I hope the Church of the future can take us down the road of ecumenism of the heart and only the heart. For the spirit of God is not for the world stage, He is for the individual. “He careth for you.” And as we go through life we can supplement our understanding of who we are by examining how others with similar challenges like our own turned their weaknesses into strengths – like D.H. Lawrence did - and this we can do whether we believe in God or not.

It is not relevant for purposes of preserving our individuality in society whether one believes in God or not, for it is the “inward” or introverted life of mankind where our individual purpose lies. We want to be free as individuals and our Will be our own, or we want to be free as individuals and do God's Will, and this is the only difference between us. So can we not we at least equate a humanist view of consequences to those consequences felt by the religious or spiritual man when they are both “knocks” on the door of our individual consciousness? They are our reminders that something greater within is watching our every move and passing judgment, and while we navigate, whether we come face-to-face with our own Grim Reaper, or Jesus Christ, is not worthy of contempt from others. We are first individuals that deserve respect. One is left in life only to navigate between the two extremes from which they either triumph through integration, or perish through self-destruction that we as humanists or believers in Christ can come together and be unified to help stop.
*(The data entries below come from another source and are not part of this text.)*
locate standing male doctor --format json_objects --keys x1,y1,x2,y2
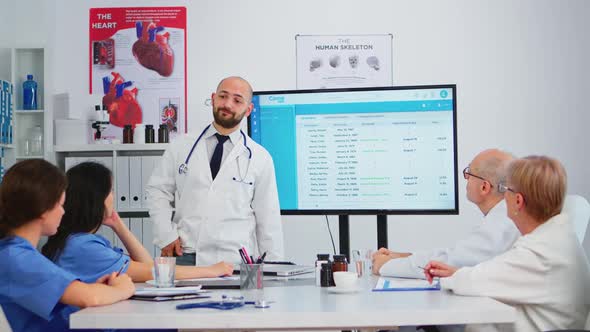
[{"x1": 146, "y1": 77, "x2": 283, "y2": 265}]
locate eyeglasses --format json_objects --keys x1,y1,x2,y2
[
  {"x1": 498, "y1": 182, "x2": 516, "y2": 194},
  {"x1": 463, "y1": 166, "x2": 494, "y2": 187}
]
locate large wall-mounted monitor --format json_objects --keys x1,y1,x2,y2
[{"x1": 248, "y1": 85, "x2": 459, "y2": 215}]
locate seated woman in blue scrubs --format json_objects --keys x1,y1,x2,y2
[
  {"x1": 0, "y1": 159, "x2": 135, "y2": 332},
  {"x1": 42, "y1": 162, "x2": 233, "y2": 282}
]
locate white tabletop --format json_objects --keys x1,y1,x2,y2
[{"x1": 70, "y1": 278, "x2": 515, "y2": 330}]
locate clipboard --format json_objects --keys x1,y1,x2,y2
[
  {"x1": 373, "y1": 277, "x2": 440, "y2": 292},
  {"x1": 129, "y1": 294, "x2": 211, "y2": 302}
]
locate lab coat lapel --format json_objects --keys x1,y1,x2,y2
[
  {"x1": 216, "y1": 144, "x2": 245, "y2": 179},
  {"x1": 195, "y1": 137, "x2": 213, "y2": 185}
]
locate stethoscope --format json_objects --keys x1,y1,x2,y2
[{"x1": 178, "y1": 125, "x2": 254, "y2": 185}]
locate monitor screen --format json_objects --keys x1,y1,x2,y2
[{"x1": 248, "y1": 85, "x2": 459, "y2": 214}]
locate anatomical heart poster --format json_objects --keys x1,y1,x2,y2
[
  {"x1": 295, "y1": 34, "x2": 393, "y2": 89},
  {"x1": 89, "y1": 7, "x2": 187, "y2": 139}
]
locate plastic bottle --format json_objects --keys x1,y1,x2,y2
[
  {"x1": 315, "y1": 254, "x2": 330, "y2": 286},
  {"x1": 30, "y1": 126, "x2": 43, "y2": 156},
  {"x1": 158, "y1": 123, "x2": 169, "y2": 143},
  {"x1": 123, "y1": 125, "x2": 133, "y2": 143},
  {"x1": 145, "y1": 125, "x2": 156, "y2": 143},
  {"x1": 320, "y1": 263, "x2": 336, "y2": 287},
  {"x1": 23, "y1": 74, "x2": 37, "y2": 110}
]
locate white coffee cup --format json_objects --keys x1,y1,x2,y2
[{"x1": 334, "y1": 271, "x2": 359, "y2": 289}]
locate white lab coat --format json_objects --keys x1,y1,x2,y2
[
  {"x1": 441, "y1": 214, "x2": 590, "y2": 331},
  {"x1": 379, "y1": 200, "x2": 521, "y2": 279},
  {"x1": 146, "y1": 126, "x2": 283, "y2": 265}
]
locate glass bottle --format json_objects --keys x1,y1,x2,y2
[
  {"x1": 315, "y1": 254, "x2": 330, "y2": 286},
  {"x1": 145, "y1": 125, "x2": 156, "y2": 143},
  {"x1": 132, "y1": 123, "x2": 145, "y2": 144},
  {"x1": 320, "y1": 263, "x2": 336, "y2": 287},
  {"x1": 23, "y1": 74, "x2": 38, "y2": 110},
  {"x1": 30, "y1": 125, "x2": 43, "y2": 156},
  {"x1": 158, "y1": 123, "x2": 170, "y2": 143}
]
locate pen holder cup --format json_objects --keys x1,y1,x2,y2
[
  {"x1": 240, "y1": 263, "x2": 264, "y2": 290},
  {"x1": 153, "y1": 257, "x2": 176, "y2": 287}
]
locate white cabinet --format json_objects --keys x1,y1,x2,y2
[{"x1": 0, "y1": 46, "x2": 53, "y2": 178}]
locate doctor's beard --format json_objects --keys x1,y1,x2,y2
[{"x1": 213, "y1": 107, "x2": 246, "y2": 129}]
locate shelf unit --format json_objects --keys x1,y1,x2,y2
[{"x1": 0, "y1": 45, "x2": 53, "y2": 176}]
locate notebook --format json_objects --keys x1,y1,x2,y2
[
  {"x1": 373, "y1": 277, "x2": 440, "y2": 292},
  {"x1": 175, "y1": 277, "x2": 240, "y2": 289}
]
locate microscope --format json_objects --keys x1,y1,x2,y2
[{"x1": 92, "y1": 105, "x2": 110, "y2": 143}]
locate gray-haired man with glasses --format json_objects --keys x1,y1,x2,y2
[{"x1": 373, "y1": 149, "x2": 520, "y2": 278}]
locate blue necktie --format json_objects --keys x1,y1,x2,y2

So I guess my point is that what saved my soul can be surmised as first by my love of God and the teachings of His Son, Jesus Christ, and then second, by my love for Paul Morel, who helped me, in conjunction with God, to see my life as an individual, and who showed me I was not alone in how I felt, or insignificant, and that it was okay to be me, even when it hurt so much. And it did not matter that D.H. Lawrence believed in God. What mattered was that his story, his experience and struggle, was so much like my own; and also that he survived and rose above his emotional difficulties meant that with the help of God and faith in Jesus Christ, I would rise above mine as well.

Education does do this kind of thing, you know. It teaches us to navigate using our minds, and increased my understanding in my youth (which hope eludes the young often) of what it means in the Bible when it tells us to "renew" our minds - Romans 12.2 Do not conform to the pattern of this world, but be transformed by the renewing of your mind. Then you will be able to test and approve what God’s will is—his good, pleasing and perfect will.